The paper develops a geomechanically-informed GRU-based framework for wellbore trajectory prediction, integrating first-principles kinematics with a rigorous derivation of the network. Using data from 14 wells, the model achieves high accuracy with MAE, RMSE, and R² metrics, though specific numbers are not provided in the abstract.

Accurate wellbore trajectory prediction is a paramount challenge in subsurface engineering, governed by complex interactions between the drilling assembly and heterogeneous geological formations. This research establishes a comprehensive, mathematically rigorous framework for trajectory prediction that moves beyond empirical modeling to a geomechanically-informed, data-driven surrogate approach.The study leverages Log ASCII Standard (LAS) and wellbore deviation (DEV) data from 14 wells in the Gulfaks oil field, treating petrophysical logs not merely as input features, but as proxies for the mechanical properties of the rock that fundamentally govern drilling dynamics. A key contribution of this work is the formal derivation of wellbore kinematic models, including the Average Angle method and Dogleg Severity, from the first principles of vector calculus and differential geometry, contextualizing them as robust numerical integration schemes. The core of the predictive model is a Gated Recurrent Unit (GRU) network, for which we provide a complete, step-by-step derivation of the forward propagation dynamics and the Backpropagation Through Time (BPTT) training algorithm.

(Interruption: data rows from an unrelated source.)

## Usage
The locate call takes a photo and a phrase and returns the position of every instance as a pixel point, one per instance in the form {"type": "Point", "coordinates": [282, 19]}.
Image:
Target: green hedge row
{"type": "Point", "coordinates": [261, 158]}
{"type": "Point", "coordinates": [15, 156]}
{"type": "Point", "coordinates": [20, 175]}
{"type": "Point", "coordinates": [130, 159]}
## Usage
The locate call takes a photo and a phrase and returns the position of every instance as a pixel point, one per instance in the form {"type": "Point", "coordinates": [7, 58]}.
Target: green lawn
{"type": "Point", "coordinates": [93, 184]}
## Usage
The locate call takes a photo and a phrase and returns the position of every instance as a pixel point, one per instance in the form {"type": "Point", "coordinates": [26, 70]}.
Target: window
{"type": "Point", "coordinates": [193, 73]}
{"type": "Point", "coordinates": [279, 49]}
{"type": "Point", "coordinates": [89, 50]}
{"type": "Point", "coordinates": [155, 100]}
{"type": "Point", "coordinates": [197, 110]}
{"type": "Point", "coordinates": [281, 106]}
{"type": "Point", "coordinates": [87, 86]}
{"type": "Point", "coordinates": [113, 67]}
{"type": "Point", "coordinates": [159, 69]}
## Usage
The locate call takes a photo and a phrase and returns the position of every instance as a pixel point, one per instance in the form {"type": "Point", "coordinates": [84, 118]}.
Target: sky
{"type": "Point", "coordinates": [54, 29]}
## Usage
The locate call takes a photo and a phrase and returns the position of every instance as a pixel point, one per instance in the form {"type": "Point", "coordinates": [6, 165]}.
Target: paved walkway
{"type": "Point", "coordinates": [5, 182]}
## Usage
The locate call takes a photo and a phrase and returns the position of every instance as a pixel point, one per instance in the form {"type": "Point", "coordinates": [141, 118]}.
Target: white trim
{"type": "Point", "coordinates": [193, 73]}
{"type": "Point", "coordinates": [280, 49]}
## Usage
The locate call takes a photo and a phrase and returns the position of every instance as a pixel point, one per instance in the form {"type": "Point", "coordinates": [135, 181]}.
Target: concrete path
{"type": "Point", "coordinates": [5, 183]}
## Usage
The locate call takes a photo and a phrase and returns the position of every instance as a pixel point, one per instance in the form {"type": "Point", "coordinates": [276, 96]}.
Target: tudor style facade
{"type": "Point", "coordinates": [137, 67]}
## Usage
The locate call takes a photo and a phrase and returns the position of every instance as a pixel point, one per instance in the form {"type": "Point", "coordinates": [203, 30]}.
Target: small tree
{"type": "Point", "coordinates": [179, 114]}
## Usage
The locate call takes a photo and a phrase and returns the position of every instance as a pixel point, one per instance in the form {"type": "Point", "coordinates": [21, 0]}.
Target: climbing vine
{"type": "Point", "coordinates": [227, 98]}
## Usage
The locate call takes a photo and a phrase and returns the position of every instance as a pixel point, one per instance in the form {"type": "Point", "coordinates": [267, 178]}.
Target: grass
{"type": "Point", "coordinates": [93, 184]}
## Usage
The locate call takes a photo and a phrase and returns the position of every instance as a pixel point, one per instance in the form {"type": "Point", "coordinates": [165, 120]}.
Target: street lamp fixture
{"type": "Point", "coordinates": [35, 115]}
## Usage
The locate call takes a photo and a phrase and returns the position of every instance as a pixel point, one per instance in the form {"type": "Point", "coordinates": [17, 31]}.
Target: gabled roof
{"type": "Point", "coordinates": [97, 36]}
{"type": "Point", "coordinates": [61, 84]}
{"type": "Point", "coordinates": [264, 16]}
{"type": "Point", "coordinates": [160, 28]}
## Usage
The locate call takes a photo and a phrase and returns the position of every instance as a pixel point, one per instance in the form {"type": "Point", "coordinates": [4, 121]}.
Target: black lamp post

This detailed theoretical exposition, often omitted in applied studies, clarifies the mechanisms by which the network learns temporal dependencies. The methodology encompasses a theoretically justified data preprocessing pipeline, including feature normalization, uniform depth resampling, and sequence generation. Trajectory post-processing and error analysis are conducted using Mean Absolute Error (MAE), Root Mean Square Error (RMSE), and the Coefficient of Determination (R2).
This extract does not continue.